Ce printemps, les bouquetins l’ont rendu célèbre. En nombre, ils sont venus lécher le salpêtre de son mur dont la déclivité atteint 75%. Haut de 52 mètres, niché sur la commune de Salvan en Valais, le barrage de Salanfe s’est retrouvé sur tous les écrans. Mais cette paroi de béton n’a pas attendu la visite de ces grands bovidés pour se faire une réputation. Elle a en effet plus d’une histoire dans son sac.
Et si je vous disais que cet ouvrage a un lien direct avec les bains thermaux de Val-d’Illiez? Planté au fond du pittoresque vallon de Van, le barrage se tient entre la vallée du Trient et le val d’Illiez. Son lac est lové au cœur d’un cirque rocheux. Au nord les Dents du Midi, au sud le Luisin. Et cela a toute son importance. En effet, le mur de Salanfe est un trait d’union entre un massif calcaire perméable et un flanc de gneiss compact.
Dès la mise en eau du barrage en 1953, les ingénieurs ont rapidement remarqué que le lac peinait à atteindre le niveau espéré. Au même moment, du côté de Val-d’Illiez, des habitantes et habitants rapportaient des bruits souterrains et de nombreuses secousses. Dans un écrit, l’abbé Ignace Mariétan relatait l’inquiétude de la population face à ces phénomènes et notait l’apparition de sources chaudes près du pont de la Vièze, en aval du village. Egalement professeur en sciences naturelles, il évoquait diverses pistes d’explication plus ou moins plausibles: des éboulements souterrains, un phénomène volcanique ou encore la tectonique des plaques.
La vérité est tout autre. Une partie de l’eau du barrage de Salanfe plongeait sous les Dents du Midi et y rencontrait une étendue d’eau chaude stagnante. Cette dernière, mise sous pression, devait se frayer un chemin à travers la roche, provoquant les séismes et les détonations entendues par les habitants, avant de jaillir à l’air libre du côté de Val-d’Illiez. En 1996, les travaux ont débuté pour exploiter ces sources d’eau chaude.
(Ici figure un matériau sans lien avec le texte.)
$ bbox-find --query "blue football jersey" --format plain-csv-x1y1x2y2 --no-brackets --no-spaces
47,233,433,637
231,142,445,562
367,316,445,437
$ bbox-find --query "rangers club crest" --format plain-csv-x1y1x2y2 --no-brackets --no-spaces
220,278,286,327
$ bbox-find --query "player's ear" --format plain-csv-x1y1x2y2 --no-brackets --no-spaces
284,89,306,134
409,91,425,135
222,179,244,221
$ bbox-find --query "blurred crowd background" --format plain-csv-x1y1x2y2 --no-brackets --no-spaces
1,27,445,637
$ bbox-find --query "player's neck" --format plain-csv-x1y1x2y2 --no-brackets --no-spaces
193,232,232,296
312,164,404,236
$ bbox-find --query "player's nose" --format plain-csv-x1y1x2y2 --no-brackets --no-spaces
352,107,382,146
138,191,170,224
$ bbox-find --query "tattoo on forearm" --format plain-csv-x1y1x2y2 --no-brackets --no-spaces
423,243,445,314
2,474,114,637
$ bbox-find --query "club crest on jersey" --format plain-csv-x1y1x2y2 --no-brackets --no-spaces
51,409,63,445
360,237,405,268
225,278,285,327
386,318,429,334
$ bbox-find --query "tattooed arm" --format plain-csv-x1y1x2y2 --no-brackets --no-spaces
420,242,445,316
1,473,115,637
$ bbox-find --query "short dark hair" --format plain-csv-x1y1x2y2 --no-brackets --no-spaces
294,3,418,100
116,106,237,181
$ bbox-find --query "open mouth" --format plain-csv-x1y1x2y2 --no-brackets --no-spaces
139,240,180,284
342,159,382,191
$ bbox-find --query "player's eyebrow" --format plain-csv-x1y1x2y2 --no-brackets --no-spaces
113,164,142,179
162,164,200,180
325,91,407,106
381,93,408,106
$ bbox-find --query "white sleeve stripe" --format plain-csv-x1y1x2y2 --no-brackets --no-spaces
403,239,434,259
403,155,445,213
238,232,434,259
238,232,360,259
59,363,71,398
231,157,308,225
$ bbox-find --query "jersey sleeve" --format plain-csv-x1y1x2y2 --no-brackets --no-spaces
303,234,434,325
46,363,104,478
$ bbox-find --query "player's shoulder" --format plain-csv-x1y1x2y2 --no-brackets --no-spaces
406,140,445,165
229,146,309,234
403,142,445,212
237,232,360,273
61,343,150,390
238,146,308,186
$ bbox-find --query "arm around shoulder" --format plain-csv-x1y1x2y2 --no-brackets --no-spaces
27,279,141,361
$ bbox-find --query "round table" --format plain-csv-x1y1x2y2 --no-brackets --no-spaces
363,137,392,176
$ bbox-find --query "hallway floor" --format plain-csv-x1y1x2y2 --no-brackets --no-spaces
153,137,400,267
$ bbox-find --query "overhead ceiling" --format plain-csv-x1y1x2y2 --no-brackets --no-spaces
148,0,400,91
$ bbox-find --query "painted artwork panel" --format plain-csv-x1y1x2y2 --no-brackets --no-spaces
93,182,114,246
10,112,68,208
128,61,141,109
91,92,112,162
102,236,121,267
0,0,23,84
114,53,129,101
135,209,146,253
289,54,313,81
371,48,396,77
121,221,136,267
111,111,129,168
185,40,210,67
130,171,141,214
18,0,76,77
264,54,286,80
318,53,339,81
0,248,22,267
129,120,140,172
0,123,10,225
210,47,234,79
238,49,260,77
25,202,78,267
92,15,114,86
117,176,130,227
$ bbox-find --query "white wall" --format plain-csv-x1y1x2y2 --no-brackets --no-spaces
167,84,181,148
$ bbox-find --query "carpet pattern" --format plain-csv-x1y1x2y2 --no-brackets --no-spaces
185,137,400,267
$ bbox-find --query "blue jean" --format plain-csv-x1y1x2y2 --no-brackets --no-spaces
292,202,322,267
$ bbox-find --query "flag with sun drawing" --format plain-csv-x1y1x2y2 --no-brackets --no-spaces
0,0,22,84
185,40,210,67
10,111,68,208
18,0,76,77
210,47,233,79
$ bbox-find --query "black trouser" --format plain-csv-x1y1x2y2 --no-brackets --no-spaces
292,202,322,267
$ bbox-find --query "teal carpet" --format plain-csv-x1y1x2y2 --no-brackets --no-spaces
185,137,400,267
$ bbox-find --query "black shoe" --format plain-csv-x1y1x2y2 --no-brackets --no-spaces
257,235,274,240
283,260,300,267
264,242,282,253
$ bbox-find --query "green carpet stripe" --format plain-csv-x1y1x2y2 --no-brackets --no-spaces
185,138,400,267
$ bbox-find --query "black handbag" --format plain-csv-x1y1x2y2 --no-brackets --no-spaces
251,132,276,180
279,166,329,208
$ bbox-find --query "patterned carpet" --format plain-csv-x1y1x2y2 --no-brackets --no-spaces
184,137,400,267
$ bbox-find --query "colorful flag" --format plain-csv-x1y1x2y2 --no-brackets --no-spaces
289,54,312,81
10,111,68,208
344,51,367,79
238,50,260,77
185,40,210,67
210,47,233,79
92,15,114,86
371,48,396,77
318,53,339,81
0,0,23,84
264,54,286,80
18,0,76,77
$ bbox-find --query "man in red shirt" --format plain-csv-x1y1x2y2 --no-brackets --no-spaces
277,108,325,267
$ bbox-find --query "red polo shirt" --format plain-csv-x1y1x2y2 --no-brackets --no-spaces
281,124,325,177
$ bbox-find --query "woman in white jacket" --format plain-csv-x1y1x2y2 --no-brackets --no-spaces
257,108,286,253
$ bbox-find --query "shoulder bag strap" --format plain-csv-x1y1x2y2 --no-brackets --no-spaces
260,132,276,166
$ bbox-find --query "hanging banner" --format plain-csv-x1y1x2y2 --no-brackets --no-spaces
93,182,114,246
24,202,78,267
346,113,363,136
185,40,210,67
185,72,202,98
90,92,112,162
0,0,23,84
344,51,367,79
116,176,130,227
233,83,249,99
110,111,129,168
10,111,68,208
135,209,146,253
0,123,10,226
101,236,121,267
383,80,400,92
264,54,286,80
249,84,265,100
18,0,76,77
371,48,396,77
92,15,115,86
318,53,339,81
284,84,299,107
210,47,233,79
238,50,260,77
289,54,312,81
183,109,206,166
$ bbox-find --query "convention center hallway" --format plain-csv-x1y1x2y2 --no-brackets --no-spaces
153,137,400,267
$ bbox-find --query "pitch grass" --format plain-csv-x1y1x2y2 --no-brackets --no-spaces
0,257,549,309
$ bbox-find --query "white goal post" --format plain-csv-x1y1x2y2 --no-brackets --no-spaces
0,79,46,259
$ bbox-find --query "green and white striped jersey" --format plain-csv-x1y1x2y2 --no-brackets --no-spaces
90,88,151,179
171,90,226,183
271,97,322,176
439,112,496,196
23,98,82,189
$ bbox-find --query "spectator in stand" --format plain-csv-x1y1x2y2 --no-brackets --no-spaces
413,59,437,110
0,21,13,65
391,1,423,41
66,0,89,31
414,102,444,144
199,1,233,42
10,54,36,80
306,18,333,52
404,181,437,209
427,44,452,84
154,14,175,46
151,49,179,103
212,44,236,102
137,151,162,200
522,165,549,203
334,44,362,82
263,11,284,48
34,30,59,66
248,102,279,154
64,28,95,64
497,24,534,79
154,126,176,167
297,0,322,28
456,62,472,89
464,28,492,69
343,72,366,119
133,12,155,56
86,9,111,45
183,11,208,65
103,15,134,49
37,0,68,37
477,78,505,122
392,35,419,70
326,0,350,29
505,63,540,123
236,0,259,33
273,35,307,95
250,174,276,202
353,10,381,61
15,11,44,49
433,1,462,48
Si les bains sont fermés depuis plusieurs années, le barrage, lui, n’a pas bougé et continue d’être exploité. Il constitue par ailleurs un magnifique but de randonnée à la journée au départ de Van d’En Haut. Ou un point de départ grâce à l’auberge éponyme qui le jouxte. Le coin est particulièrement enchanteur à la fin de l’été: qu’il est bon de flâner entre les doux mélèzes et les tapis de myrtilliers face aux sept grandes dents de calcaire!